Richard Armitage, Deputy US Secretary of State in 2004-05, is made an honorary companion of the order.
While he was Assistant Secretary of Defence for International Security, he was closely associated with the Anzus rift in the mid-1980s and America's reprisals against New Zealand for this country's anti-nuclear legislation.
By 2007, Mr Armitage was advocating a restoration of military exercises and a free trade agreement - arguing it was in the United States' interests.
Mr Clad was the Pentagon official who drove through the revised defence relationship symbolised by April's joint naval exercises in the Pacific - the first since 1984.
Mr Clad was born in the United States but grew up in Hamilton and joined the Ministry of Foreign and Affairs and Trade.

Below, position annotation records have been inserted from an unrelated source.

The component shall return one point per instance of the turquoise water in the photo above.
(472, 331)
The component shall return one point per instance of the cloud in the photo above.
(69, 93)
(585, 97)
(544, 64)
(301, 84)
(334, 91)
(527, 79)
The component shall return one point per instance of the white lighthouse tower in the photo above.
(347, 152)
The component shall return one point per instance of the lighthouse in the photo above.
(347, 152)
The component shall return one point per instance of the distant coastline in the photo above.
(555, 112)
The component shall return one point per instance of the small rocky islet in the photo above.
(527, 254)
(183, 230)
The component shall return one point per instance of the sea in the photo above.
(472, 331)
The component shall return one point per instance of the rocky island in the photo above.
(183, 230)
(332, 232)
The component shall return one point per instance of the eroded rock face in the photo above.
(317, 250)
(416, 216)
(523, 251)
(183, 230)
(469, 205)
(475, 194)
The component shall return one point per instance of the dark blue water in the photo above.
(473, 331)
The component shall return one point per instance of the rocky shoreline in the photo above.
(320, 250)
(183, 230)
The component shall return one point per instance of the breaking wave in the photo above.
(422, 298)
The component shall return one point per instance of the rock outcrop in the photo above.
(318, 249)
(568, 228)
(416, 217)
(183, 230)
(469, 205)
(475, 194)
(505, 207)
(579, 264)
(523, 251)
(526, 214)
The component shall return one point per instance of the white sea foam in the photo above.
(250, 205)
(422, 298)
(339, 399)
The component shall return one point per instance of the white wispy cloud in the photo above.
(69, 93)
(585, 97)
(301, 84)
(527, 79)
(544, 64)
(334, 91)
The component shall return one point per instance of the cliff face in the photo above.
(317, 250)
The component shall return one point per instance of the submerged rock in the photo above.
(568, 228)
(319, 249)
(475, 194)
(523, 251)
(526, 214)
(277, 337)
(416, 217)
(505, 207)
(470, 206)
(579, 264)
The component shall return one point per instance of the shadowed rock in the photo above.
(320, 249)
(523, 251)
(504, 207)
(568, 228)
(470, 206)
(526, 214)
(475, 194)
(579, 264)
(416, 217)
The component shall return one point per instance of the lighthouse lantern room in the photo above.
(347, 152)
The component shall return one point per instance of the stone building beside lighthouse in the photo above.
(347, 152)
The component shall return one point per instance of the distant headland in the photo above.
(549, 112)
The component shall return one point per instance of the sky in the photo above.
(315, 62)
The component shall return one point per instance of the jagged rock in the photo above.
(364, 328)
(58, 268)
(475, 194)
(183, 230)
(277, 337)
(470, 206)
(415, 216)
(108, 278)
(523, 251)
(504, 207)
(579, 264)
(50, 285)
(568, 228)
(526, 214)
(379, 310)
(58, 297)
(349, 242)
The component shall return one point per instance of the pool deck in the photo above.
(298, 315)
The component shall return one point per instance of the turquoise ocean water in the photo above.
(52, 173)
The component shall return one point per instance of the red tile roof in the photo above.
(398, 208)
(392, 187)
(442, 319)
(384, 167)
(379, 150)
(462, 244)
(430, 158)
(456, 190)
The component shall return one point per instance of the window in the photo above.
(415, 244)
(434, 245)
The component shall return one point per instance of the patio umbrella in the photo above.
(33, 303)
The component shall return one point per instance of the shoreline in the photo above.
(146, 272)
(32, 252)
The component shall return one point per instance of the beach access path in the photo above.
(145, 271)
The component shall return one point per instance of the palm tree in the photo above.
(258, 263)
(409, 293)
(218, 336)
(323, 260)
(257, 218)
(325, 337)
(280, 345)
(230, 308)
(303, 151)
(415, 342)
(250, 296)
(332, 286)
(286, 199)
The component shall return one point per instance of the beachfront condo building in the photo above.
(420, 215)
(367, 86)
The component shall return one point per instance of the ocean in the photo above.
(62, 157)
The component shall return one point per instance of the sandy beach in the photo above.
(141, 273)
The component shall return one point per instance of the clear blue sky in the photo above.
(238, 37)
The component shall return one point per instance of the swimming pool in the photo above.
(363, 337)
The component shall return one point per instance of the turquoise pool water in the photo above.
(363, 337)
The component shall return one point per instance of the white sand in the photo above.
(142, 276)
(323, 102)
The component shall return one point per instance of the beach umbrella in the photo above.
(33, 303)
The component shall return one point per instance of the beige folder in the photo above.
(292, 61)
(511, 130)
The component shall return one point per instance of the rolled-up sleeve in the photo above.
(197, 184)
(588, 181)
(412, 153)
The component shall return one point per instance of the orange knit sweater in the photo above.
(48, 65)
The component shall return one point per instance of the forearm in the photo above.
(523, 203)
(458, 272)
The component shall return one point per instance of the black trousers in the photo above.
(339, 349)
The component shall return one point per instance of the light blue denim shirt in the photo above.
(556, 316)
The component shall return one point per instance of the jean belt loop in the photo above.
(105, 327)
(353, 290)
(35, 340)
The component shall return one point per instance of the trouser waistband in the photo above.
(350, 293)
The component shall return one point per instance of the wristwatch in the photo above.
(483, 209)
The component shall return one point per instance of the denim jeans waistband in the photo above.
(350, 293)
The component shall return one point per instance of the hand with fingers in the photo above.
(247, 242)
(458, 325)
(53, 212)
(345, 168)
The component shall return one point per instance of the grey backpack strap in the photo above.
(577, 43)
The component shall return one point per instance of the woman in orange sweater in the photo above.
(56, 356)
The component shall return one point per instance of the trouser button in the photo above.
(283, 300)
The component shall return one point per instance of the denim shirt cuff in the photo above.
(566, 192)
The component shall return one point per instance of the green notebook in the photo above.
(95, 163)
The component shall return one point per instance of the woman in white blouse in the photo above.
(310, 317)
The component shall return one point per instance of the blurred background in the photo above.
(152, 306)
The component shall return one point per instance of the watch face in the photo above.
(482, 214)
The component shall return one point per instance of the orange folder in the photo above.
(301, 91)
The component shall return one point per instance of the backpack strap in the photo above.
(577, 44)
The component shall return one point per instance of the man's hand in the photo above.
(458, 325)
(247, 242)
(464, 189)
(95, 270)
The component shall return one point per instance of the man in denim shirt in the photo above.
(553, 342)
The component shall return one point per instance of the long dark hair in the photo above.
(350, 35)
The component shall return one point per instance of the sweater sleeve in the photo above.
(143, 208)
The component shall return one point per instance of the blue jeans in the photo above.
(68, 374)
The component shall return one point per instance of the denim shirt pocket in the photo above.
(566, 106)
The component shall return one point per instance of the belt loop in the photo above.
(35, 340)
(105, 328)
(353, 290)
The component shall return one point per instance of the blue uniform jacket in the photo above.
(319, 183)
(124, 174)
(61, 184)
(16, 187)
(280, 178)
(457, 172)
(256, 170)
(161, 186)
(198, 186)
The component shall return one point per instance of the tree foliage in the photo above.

He left in 1983 to become a foreign and war correspondent for the Far Eastern Economic Review. He joined the Pentagon under the Administration of George W. Bush.
Mr Clad told the Herald it probably helped that he was a New Zealander because having responsibility for 30 countries, he might not have invested as much time on this country if he had not had the background.
"It was amusing because I would go in and see the chairman of the joint chiefs of staff, Admiral [Mike] Mullen, or Admiral [Timothy] Keating, who was the guy in the Pacific Command, and I would say, 'Look, I'm the New Zealand mole ... You realise I'm going to work on this thing."
Mr Clad said the Anzus rift occurred in a radically different time.
He said that when he received notice of today's royal honour in the mail, he was astonished and moved.
"It's not about being recognised or appreciated. It's just the sense that one is doing the right thing for both countries."